Educators must be able to integrate technology into their pedagogy and to add to their current qualifications. This of course should be part of a continuous professional development plan whihc is monitored through a competence evaluation system. Nguyen and Kieuthi (2020) provided some hints on how to improve educators’ information technology ability in Vietnam, and these might spark some thoughts in our context as a Private Higher Educational Institution. The authors mentioned that educational institutions, in general, should include more technology training as part of teachers’ training. So, including technology training at our institutions is essential. Government should include a basic investment policy and mechanisms where private enterprises invest and implement educational technology with institutions. As a Private Higher educational institution, we should also reap this kind of benefit. Academic institutions need to invest in updating their information technology infrastructure, so all students have more and better access to resources anywhere and anytime. If information resources become more open access or less expensive, all students will gain more access to these resources. Lastly, the authors support the development of human resource training programs on educational technology and more integration of information technology training.
The implication for institutions is to guarantee providing educators the technological and pedagogical support (Christo-Baker, 2004). Educators need to make sure to commit to lifelong learning, adapting their existing teaching practices, becoming more agile, fluent, and smart in response to a volatile educational age and understand what is 21st learning and the skills (Sterling, 2017, (Joynes et al., 2019), and the technology that is needed to function in an unknown world.

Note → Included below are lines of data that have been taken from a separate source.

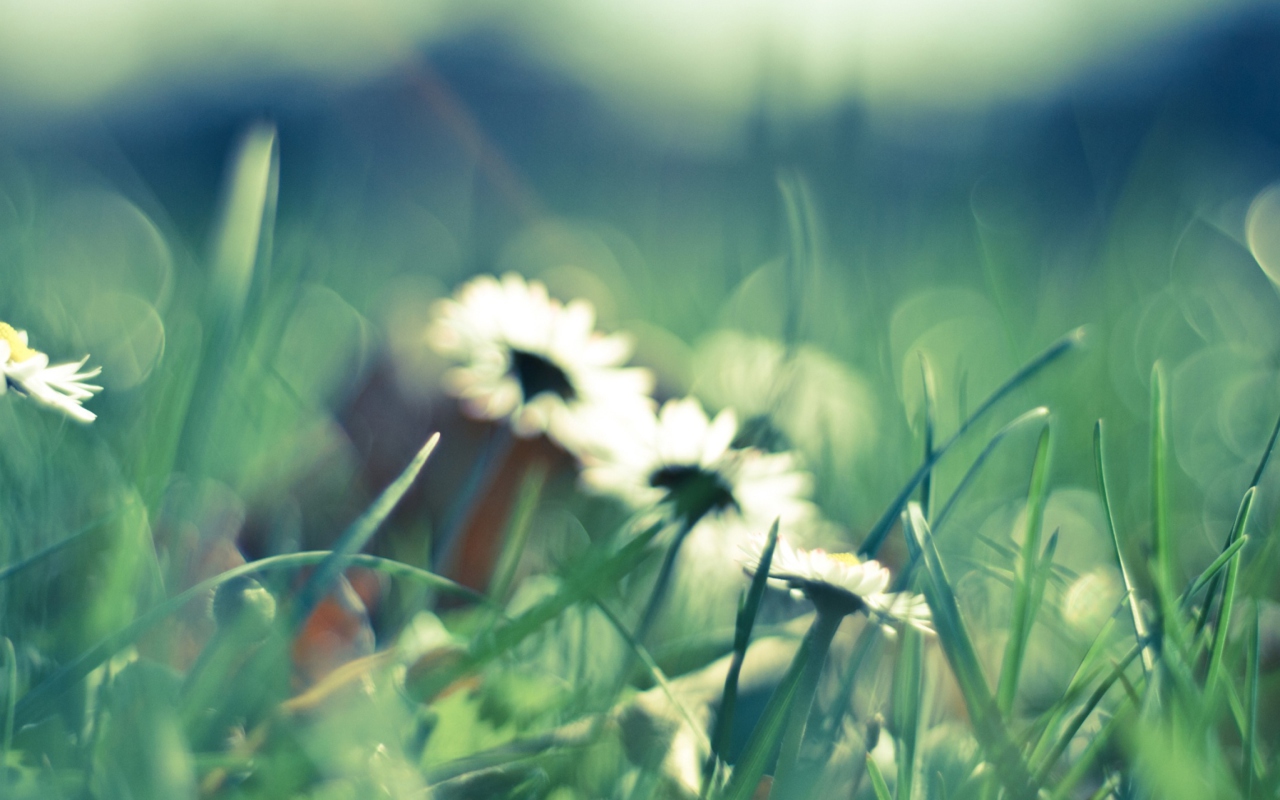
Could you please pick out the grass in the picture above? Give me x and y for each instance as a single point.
(118, 682)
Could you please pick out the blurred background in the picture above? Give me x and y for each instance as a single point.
(968, 181)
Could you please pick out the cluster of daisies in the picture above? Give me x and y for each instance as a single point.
(60, 387)
(525, 357)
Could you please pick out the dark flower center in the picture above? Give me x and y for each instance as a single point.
(536, 375)
(694, 492)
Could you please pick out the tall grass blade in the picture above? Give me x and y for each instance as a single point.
(10, 700)
(1025, 577)
(958, 647)
(746, 613)
(598, 570)
(878, 785)
(1212, 570)
(1161, 540)
(241, 240)
(880, 531)
(1251, 727)
(931, 400)
(1224, 612)
(1139, 621)
(908, 688)
(1073, 727)
(356, 536)
(1086, 673)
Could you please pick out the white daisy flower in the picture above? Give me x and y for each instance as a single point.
(682, 458)
(530, 359)
(841, 583)
(59, 387)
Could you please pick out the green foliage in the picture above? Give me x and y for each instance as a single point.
(588, 667)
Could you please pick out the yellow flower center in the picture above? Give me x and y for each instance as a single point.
(846, 558)
(18, 350)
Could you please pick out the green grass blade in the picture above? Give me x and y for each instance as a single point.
(1234, 535)
(1212, 570)
(659, 677)
(10, 700)
(1031, 416)
(880, 531)
(356, 536)
(1257, 476)
(1025, 577)
(246, 215)
(595, 571)
(746, 613)
(931, 400)
(769, 728)
(908, 686)
(958, 647)
(1073, 727)
(878, 785)
(517, 533)
(1084, 763)
(1086, 673)
(39, 702)
(1139, 622)
(1224, 612)
(1161, 542)
(1251, 754)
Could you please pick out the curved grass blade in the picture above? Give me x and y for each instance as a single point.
(958, 647)
(1224, 612)
(1161, 542)
(931, 398)
(908, 686)
(1084, 675)
(1139, 622)
(1055, 351)
(746, 613)
(768, 731)
(1212, 570)
(1025, 577)
(1237, 533)
(903, 581)
(39, 702)
(356, 538)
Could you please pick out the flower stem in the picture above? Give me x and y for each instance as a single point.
(817, 643)
(659, 586)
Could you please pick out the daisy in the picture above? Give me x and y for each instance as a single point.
(682, 460)
(529, 359)
(59, 387)
(841, 583)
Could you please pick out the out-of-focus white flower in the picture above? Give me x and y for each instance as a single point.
(682, 458)
(530, 359)
(841, 581)
(59, 387)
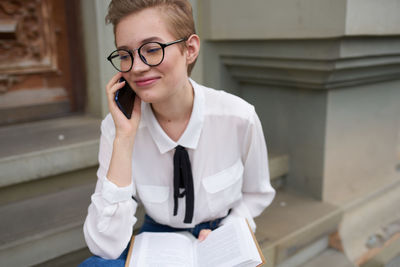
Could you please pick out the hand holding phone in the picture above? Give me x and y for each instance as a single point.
(125, 97)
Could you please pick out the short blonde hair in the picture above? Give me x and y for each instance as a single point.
(178, 13)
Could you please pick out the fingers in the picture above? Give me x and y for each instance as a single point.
(203, 234)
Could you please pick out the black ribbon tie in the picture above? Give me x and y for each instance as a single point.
(183, 178)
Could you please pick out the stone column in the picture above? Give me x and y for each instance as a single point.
(325, 79)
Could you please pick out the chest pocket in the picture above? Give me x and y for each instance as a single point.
(223, 189)
(155, 201)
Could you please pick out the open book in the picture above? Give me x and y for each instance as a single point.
(232, 244)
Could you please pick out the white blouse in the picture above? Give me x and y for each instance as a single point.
(229, 160)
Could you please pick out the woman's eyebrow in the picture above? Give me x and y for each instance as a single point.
(150, 39)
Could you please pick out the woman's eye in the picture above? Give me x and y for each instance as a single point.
(153, 50)
(124, 57)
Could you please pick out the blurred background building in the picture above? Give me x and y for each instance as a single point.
(324, 76)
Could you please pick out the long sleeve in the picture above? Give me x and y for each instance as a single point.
(257, 192)
(109, 223)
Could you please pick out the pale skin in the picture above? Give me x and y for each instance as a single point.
(166, 87)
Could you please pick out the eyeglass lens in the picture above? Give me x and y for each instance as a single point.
(150, 53)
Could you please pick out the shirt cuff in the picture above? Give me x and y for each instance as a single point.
(114, 194)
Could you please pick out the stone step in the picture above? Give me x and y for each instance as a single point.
(38, 229)
(329, 258)
(292, 224)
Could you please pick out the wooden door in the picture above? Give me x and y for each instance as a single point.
(40, 57)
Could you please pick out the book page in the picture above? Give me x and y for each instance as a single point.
(162, 249)
(225, 246)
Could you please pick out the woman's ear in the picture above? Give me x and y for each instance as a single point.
(192, 48)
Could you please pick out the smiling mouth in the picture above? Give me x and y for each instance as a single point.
(147, 81)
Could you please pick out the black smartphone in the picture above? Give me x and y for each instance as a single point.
(124, 98)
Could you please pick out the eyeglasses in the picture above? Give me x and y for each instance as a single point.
(151, 53)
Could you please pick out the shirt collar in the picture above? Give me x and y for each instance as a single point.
(190, 136)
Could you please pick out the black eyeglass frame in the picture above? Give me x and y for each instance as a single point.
(132, 51)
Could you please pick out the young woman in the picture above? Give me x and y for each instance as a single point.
(194, 157)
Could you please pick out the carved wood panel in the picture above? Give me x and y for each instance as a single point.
(35, 66)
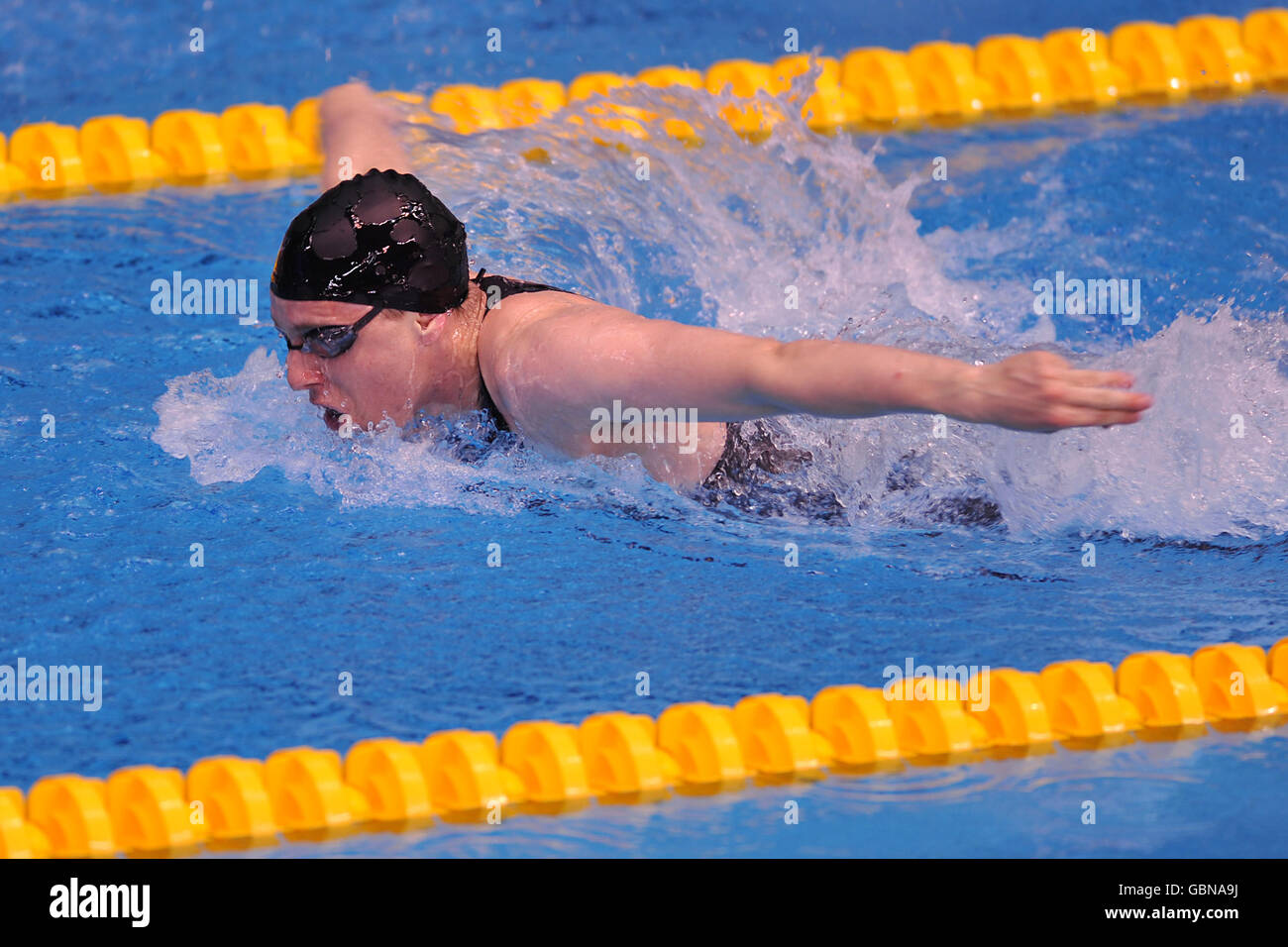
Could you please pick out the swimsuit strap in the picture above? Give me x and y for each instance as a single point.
(507, 287)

So, let’s all grab this opportunity as an academic institution and as educators, and implement future teaching and learning with confidence. Do not allow the present to become the future.

Bonfield, C. A., Salter, M., Longmuir, A., Benson, M., & Adachi, C. (2020). Transformation or evolution?: Education 4.0, teaching and learning in the digital age. In Higher Education Pedagogies (Vol. 5, Issue 1, pp. 223–246).
Christo-Baker, E. (2004). Distance Education Leadership in Higher Education Institutions: Explored Within Theoretical Frameworks of Organizational Change and Diffusion of Innovations Theory. EdMedia+ Innovate Learning, Association for the Advancement of Computing in Education, June 2004, 251–256.
Joynes, C., Rossignoli, S., & Amonoo-Kuofi, E. F. (2019). 21st Century Skills: Evidence of Issues in Definition, Demand and Delivery for Development Contexts (K4D Helpdesk Report). Institute of Development Studies: K4D Helpdesk Report, August, 75.
Ndlovu, N., Mbatha, N., & Msiza, V. (2020). COVID-19 and Currere : Looking Back and Going Forward. February 2021.
Nguyen, D. T., & Kieuthi, T. H. U. C. (2020). New Trends In Technology Application In Education And Capacities Of Universities Lecturers During The Covid-19 Pandemic. International Journal of Mechanical and Production Engineering Research and Development (IJMPERD), 10(July), 1709–1714.
Sterling, Stephen. (2017). Assuming the Future: Repurposing Education in a Volatile Age. 10.1007/978-3-319-51322-5_3.